体験消費時代のマーケティングヒント

みなさんこんにちは、和田康彦です。
8月に入り、まさに夏真っ盛り。
夏といえば冷たい生ビールが思い浮かぶのは、今や私のようなおじさん世代だけなのかもしれません。
というのも、ビールの販売量はこの10年で約4割も減っているからです。背景には、チューハイやハイボールなど消費者の選択肢が増えたほか、新型コロナウィルスの感染拡大で、飲食店の利用が激減したことがあります。
そのような中、いまクラフトビール市場が急伸しています。
クラフトビール(地ビール)は、規模の小さい醸造所がつくる個性的なビールのことですが、このところ醸造所が急増。全国で600ヵ所にも上り、10年前の2.5倍にもなっています。
キリンビールの調べによると、2021年のクラフトビール市場は前年比約1.6倍に伸長しており、ビール類市場における構成比は初めて1%を突破して約1.5%に成長。2026年には3%台に迫るとの調査結果もあります。
アメリカでは、ビール販売量に占めるクラフトビールの割合は、2019年で13.6%といいますから、日本市場もまだまだ伸びしろがあるのではないでしょうか。
規模の小さな醸造所が個性的な味を競うクラフトビール業界ですが、最大手のビールメーカーキリンもクラフトビール業界をけん引しています。
2021年のクラフトビール市場の増加分の約8割を2021年3月に発売したクラフトビールブランド「SPRING VALLEY 豊潤<496>」が占めるなど、キリンビールはクラフトビール市場で存在感を高めています。
この好調を受けて2022年9月13日、クラフトビールブランド「SPRING VALLEY(スプリングバレー)」から「SPRING VALLEY シルクエール<白>」の缶商品(350ml税別248円、500ml330円、アルコール分5.5%)を発売します。
「SPRING VALLEY シルクエール<白>」は、白ワインのようなかぐわしい香りを演出する飲みやすいビールで、白ビールらしさが伝わりやすい液色に仕上げたのが特徴。すっきりした味わい、クリーミーな泡が楽しめるそうです。
同社は、クラフトビールを「おいしさにこだわった造り手の感性と創造性が楽しめるビール」とポジショニング。 ビールの新しい美味しさを広げ、日常の食卓を豊かにできるカテゴリーという位置づけで、家飲みのプチ贅沢需要にこたえていく考えです。

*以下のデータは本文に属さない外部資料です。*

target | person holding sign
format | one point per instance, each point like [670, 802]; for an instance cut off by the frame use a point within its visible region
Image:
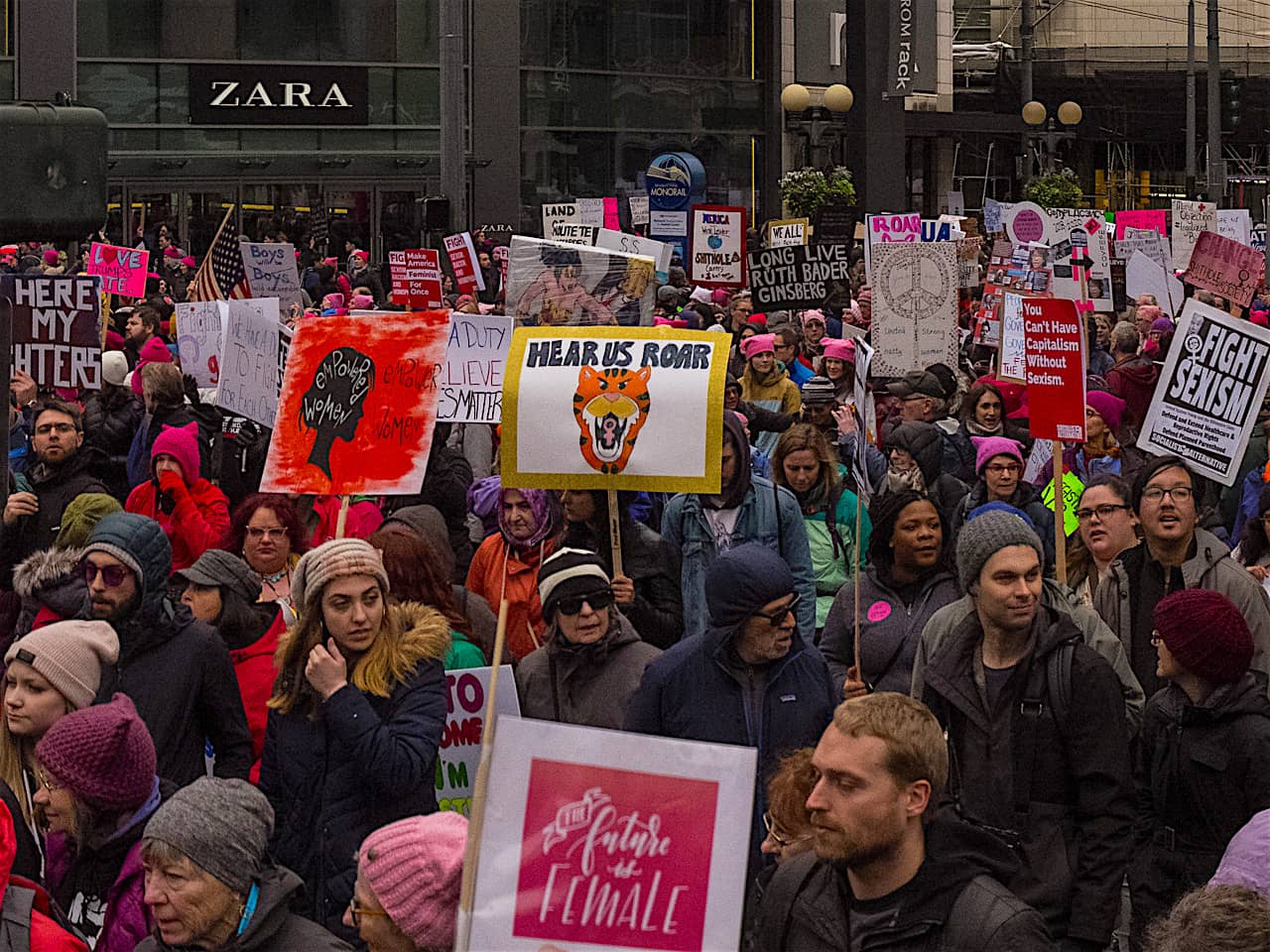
[354, 722]
[592, 657]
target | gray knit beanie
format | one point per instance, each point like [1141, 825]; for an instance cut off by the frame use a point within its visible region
[985, 535]
[221, 825]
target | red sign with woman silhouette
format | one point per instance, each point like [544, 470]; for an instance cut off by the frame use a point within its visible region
[358, 404]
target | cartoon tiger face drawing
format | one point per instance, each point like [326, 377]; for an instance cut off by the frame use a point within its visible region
[610, 407]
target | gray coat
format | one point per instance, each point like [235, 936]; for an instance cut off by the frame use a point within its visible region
[588, 685]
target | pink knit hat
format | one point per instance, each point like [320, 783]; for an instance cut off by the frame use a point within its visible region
[988, 447]
[758, 344]
[182, 444]
[838, 349]
[103, 754]
[414, 869]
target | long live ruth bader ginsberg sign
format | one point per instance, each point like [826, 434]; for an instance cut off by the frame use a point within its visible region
[613, 408]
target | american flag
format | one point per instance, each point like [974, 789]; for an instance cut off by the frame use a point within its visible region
[221, 276]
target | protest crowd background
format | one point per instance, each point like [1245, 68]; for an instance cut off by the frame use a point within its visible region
[944, 544]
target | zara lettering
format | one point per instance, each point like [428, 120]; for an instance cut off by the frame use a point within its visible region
[287, 95]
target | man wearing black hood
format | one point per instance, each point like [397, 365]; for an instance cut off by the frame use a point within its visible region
[747, 509]
[884, 875]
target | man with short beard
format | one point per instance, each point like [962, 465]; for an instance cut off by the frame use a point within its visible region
[885, 874]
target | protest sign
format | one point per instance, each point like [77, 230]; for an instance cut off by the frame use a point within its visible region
[460, 739]
[199, 330]
[471, 381]
[553, 284]
[1227, 268]
[915, 295]
[788, 231]
[1072, 489]
[271, 271]
[56, 329]
[1055, 347]
[1146, 218]
[1014, 347]
[358, 405]
[1234, 223]
[1189, 220]
[639, 209]
[122, 270]
[249, 359]
[462, 263]
[416, 278]
[717, 246]
[798, 277]
[1207, 397]
[613, 408]
[611, 841]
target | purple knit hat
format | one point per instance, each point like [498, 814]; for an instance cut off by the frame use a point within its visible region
[103, 754]
[547, 515]
[988, 447]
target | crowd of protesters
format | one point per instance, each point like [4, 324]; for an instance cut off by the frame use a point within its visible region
[221, 722]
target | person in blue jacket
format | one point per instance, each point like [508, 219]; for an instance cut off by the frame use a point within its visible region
[753, 679]
[354, 721]
[747, 509]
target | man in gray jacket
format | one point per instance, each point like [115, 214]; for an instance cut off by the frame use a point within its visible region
[884, 874]
[1174, 553]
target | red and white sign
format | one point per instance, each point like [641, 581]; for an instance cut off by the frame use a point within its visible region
[416, 278]
[1055, 354]
[462, 262]
[611, 841]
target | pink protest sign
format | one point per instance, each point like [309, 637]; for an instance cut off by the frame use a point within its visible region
[1146, 218]
[122, 270]
[611, 841]
[1224, 267]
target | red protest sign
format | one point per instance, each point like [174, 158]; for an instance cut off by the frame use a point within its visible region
[1055, 354]
[416, 278]
[1224, 267]
[462, 262]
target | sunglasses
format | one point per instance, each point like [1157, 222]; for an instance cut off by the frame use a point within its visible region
[112, 575]
[598, 602]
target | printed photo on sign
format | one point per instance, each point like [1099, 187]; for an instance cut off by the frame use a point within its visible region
[556, 285]
[358, 405]
[613, 409]
[56, 329]
[1209, 393]
[606, 841]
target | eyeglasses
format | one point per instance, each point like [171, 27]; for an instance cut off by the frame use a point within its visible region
[778, 616]
[598, 602]
[112, 575]
[356, 911]
[1179, 494]
[1102, 512]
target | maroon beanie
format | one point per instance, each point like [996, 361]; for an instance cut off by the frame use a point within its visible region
[103, 754]
[1206, 634]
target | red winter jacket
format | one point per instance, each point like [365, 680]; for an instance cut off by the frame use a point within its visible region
[253, 665]
[197, 522]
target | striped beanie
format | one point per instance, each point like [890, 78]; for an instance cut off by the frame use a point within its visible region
[568, 572]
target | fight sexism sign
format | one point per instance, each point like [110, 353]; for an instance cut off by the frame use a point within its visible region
[611, 841]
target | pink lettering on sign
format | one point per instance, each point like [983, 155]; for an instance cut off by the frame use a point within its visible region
[615, 857]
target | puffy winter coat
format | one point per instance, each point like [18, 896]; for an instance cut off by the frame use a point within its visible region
[889, 630]
[359, 763]
[1203, 771]
[193, 521]
[587, 684]
[1057, 780]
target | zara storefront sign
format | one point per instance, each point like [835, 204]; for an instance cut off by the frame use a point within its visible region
[248, 94]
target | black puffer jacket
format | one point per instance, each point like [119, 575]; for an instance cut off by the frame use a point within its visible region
[1074, 832]
[176, 667]
[953, 904]
[1203, 771]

ふだんは第三のビールを飲んでいる人でも、週末は頑張った自分にご褒美をあげたいという気持ちから、クラフトビールを楽しんでいる人も多いと思います。
必要なモノは満たされ、これといって欲しいものは見当たらない現代の消費者ですが、「日常の生活を充実させて心豊かな毎日を送りたい」という欲求は、ストレス社会の中で年々大きくなっています。
お客様の日常生活をちょっとでも楽しく豊かにしていくお手伝いこそ、これからの小売業や飲食・サービス業に求められているミッションです。
あなたの会社でも、お客様が日常生活を充実させ、心豊かな毎日を過ごせるよう商品、サービス、接客、コミュニケーションで応援していきましょう。